On the plus side, Neil Harding approves of Ken Clarke's "Prison doesn't work" stance, and I very much agree. Some of us have been trying to make this argument for more than 30 years, but know-nothing tabloid kneejerk populist yelling always seems to win the day over the calm appraisal of facts in the area of law-'n'-order. We wait to see whether it will really be any different this time.

Defence cuts, and raising the income tax threshold, are positive moves as far as they go; but, as Neil points out, the defence budget could be slashed far more than this without any discernible disbenefits to the country as a whole. Some jobs would be lost. But the present level of defence expenditure -- on pointless macho toys like aircraft carriers and Trident missiles -- is a remarkably expensive way of sustaining a few hundred thousand jobs.

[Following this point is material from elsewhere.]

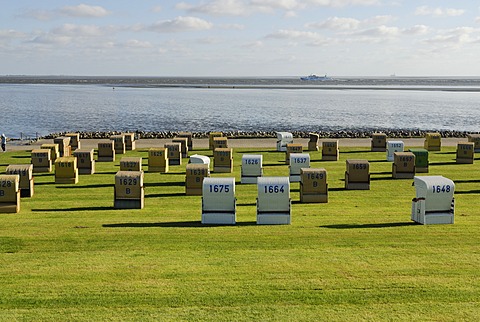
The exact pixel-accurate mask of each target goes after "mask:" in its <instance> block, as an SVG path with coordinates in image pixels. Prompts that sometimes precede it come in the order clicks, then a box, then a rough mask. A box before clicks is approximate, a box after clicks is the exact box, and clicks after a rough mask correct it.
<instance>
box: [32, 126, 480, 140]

On big item missing from his "good things" list, I think, is transport. Rather remarkably, the coalition has stuck so far to its determination not to expand airport capacity in the south-east, in the face of a great deal of doomist bleating from the vested interests concerned. Also, Philip Hammond as Transport Secretary is proving a good deal less of a "petrolhead" than most of us feared. Not only are Crossrail and Thameslink going ahead, and a certain (albeit too limited) amount of railway electrification also; but the man has actually been going around saying that railways are an essential part of the economy's infrastructure, and have to be invested in whether they make a "profit" or not. This is about as different from the usual Thatcherite dogma as you could reasonably get, and deserves more credit than it has so far received, especially in the present economic circumstances.